远远的,他掏出车钥匙解锁,俩人刚走到车边,他便拉开后座车门,将丁思渺推了进去。
丁思渺一路上都在用力挣扎,但攥着她手腕的那只手好像铁打的,箍得她纹丝不动,愤怒催生暴力,暴力催生更深的愤怒,她一脚踹在段执大腿上,吼到:“谁特么让你这么干了!”
她今天为见客人,穿了双细跟小皮鞋,尽管鞋跟不到5厘米,但是这一脚下去使了十成十的劲儿,着实令段执疼得面部扭曲,刹那间额头上冒出汗来。
丁思渺阅读了他表情中的痛苦和忍耐,这才稍稍冷静下来,却依旧没有松口,咬牙切齿道:“我是不是说过——别来管我的事!你以为你是谁?瞒着我、替我去面ra,现在我猪八戒照镜子,里外不是人!你满意了!”
室外停车场被下午的阳光笼罩着,车内温度极高,丁思渺手掌撑在身后的座椅上,烫得她猛缩了下手,上半身因为失去支撑而朝后仰去。

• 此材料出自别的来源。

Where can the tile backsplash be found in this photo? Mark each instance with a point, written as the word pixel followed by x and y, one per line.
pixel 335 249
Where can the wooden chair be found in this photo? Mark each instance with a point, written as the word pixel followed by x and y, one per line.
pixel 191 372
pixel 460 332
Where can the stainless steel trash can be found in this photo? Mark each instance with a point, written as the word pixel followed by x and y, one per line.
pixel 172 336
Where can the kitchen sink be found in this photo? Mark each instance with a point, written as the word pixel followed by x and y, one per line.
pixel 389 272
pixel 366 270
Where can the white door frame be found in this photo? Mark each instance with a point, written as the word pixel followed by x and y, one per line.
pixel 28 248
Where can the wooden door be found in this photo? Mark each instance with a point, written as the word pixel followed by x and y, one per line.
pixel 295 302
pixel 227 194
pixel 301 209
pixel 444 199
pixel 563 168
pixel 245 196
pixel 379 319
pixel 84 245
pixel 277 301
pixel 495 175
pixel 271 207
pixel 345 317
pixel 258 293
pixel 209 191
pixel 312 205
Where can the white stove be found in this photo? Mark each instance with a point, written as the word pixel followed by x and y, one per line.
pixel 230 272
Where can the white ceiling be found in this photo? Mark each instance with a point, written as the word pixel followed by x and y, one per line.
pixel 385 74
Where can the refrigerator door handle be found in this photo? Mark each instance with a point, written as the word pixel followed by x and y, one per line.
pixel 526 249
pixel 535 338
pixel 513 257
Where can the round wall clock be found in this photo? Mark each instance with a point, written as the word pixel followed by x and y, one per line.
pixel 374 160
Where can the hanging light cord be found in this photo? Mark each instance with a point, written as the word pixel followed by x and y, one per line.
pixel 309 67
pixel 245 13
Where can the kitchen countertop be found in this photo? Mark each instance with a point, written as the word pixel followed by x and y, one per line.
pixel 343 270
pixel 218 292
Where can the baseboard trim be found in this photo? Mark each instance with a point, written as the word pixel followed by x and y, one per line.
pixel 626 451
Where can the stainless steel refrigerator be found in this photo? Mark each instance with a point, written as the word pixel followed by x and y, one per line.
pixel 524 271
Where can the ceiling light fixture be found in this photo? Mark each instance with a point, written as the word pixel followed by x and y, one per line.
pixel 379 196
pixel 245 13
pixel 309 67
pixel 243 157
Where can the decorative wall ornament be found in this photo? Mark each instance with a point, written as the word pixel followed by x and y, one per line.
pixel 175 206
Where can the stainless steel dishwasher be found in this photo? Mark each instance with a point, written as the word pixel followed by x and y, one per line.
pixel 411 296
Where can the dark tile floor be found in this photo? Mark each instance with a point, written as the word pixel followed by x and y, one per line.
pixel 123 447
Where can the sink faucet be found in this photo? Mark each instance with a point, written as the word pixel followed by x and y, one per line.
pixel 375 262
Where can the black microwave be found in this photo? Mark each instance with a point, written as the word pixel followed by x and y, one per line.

后座上扔着几个木雕小玩具,段执想都来不及想,钻进后座眼疾手快地伸出手掌在她后脑勺下垫住,这动作太暧昧,正吵着架呢,扑上来算怎么个事儿?
丁思渺刚想一把将人推开,眼角的余光瞥见段执从她头底下扒拉出几个迷你的十二生肖木雕,猛地认出这是上次俩人逛鬼市淘回来的,再侧头一看,发现他手背有几处擦破了皮,肿起红痕。
她看得出神,一时忘了要将人推开。
段执从她身上爬起来,面无表情地从里边拉上车门,打开空调,捞起丁思渺的一双腿,架在自己腿上,边脱她鞋边道:“你是说过,你什么都不要我管。”
“你不就是想分手吗?丁思渺,想来就走,想走就走,我是什么很贱的人吗?”段执侧头,和躺在座椅上的丁思渺对视,语气是对方从未听过的尖刻怨毒:“你如果早就打算好和我玩玩而已,干嘛演得这么逼真,就因为你看出来我……非你不可了?”
丁思渺血气上头,有点儿晕,闭上了眼睛,深呼吸一口,说:“你根本不知道我给过你多少机会。”
“什么机会——”
丁思渺睁开眼,冷冷地睨着他:“你早就猜到了吧?冯辉的事,为什么不解释?装什么装,明知道我不情愿还想把我绑在你身边,胆子大了,都敢绑到我眼前来,不就是仗着我喜欢你吗?”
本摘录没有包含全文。